Having seen eggs in the apidea I am going to unite them with a queenless colony using newspaper (pricked to get the bees chewing) over the Q- crownboard hole, bottom tray of apidea removed and this over the newspaper hole bit, close the entrance of apidea, super and eke around and roof over the lot.

Should I wait a week before checking or sooner?

Is there anything else I've forgotten?
 
some video footage would be good, have often wondered about these mini nuc/mating hive's etc, and how you would go about adding them into a normal size hive
 
hmm doing this alone later this afternoon, so video footage not possible I'm afraid.

I'm introducing the apidea directly to the 14 x 12 brood box, placing it on top of the crown board feed hole with newspaper in between, making sure the apidea entrance is closed and the bottom tray removed so the bees can unite once they've chewed through the paper.

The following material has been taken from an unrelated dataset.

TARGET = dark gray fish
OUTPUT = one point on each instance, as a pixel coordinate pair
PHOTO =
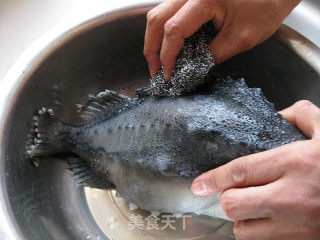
(150, 149)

The super and eke is so I can rest the roof over the whole thing.
 
I would wait until there was capped worker brood present, worker being the key word.
 
It's always good to see eggs so you know the queen is laying. You don't yet know if it's drones! However if she started to lay a few days after good weather, then there's a good chance that is girlie eggs and not boys.

I've put mini-nucs over the crown-board hole with newspaper and it works fine - most of the time. Queen acceptance is better if the queen is older than just a few days. 3 weeks is better so you may chose to wait a while.
You might want to mark the queen before-hand?
 
Hmm not risking the marking because the only successful markings were 1 out of 4, ie one disappeared and 2 swarmed and only one has stayed put. Anyway these queens which we've raised now appear large and look promising compared to when they were young freshly pulled out of cell virgins a couple of weeks ago, on the 24th I think ...

Luckily these yellow bees are not aggressive at all and seem to accept most bees into their hives - I know, not good when it comes to robbers, but so far not much to rob!